在大 pandas FrozenSet中查找子串 [英] Finding substring in pandas frozenset
问题描述
我正在尝试在冻结集中找到一个子字符串,但是我有点没办法了.
I'm trying to find a substring in a frozenset, however I'm a bit out of options.
我的数据结构是pandas.dataframe(如果您熟悉的话,它来自mlxtend
包的association_rules
),并且我想打印出所有行(包括冻结集)的行.特定的字符串.
My data structure is a pandas.dataframe (it's from the association_rules
from the mlxtend
package if you are familiar with that one) and I want to print all the rows where the antecedents (which is a frozenset) include a specific string.
样本数据:
print(rules[rules["antecedents"].str.contains('line', regex=False)])
但是,每当我运行它时,我都会得到一个空的数据框.
However whenever I run it, I get an Empty Dataframe.
当我尝试仅在我的rules["antecedents"]
系列上运行内部函数时,对于所有条目我只会得到False值.但是为什么呢?
When I try running only the inner function on my series of rules["antecedents"]
, I get only False values for all entries. But why is that?
推荐答案
因为dataframe.str.*
函数仅适用于字符串数据.由于您的数据不是字符串,因此无论其字符串表示形式如何,它始终为NaN.证明:
Because dataframe.str.*
functions are for string data only. Since your data is not string, it will always be NaN regardless the string representation of it.
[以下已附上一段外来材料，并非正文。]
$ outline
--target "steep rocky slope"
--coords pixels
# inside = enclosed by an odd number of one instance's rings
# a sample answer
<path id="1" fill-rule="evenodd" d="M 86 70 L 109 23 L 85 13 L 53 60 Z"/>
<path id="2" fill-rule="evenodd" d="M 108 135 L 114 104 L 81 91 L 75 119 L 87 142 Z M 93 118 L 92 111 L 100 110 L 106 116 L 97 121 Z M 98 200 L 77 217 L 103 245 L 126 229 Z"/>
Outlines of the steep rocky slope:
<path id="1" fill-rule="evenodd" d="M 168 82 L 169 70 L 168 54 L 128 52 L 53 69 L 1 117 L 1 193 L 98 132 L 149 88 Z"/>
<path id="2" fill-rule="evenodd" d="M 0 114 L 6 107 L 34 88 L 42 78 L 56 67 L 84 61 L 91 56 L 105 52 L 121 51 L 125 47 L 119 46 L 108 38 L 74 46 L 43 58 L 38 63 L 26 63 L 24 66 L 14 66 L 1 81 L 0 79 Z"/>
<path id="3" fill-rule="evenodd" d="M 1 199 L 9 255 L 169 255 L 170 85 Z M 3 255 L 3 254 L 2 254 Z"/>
To prove:
>>> x = pd.DataFrame(np.random.randn(2, 5)).astype("object")
>>> x
0 1 2 3 4
0 -1.17191 -1.92926 -0.831576 -0.0814279 0.099612
1 -1.55183 -0.494855 1.14398 -1.72675 -0.0390948
>>> x[0].str.contains("-1")
0 NaN
1 NaN
Name: 0, dtype: float64
你能做什么:
使用apply
:
>>> x[0].apply(lambda x: "-1" in str(x))
0 True
1 True
Name: 0, dtype: bool
因此您的代码应写为:
print(rules[rules["antecedents"].apply(lambda x: 'line' in str(x))])
如果您指的是元素上的完全匹配项,则可能要使用'line' in x
You might want to use 'line' in x
if you mean an exact match on element
这篇关于在大 pandas FrozenSet中查找子串的文章就介绍到这了,希望我们推荐的答案对大家有所帮助,也希望大家多多支持IT屋!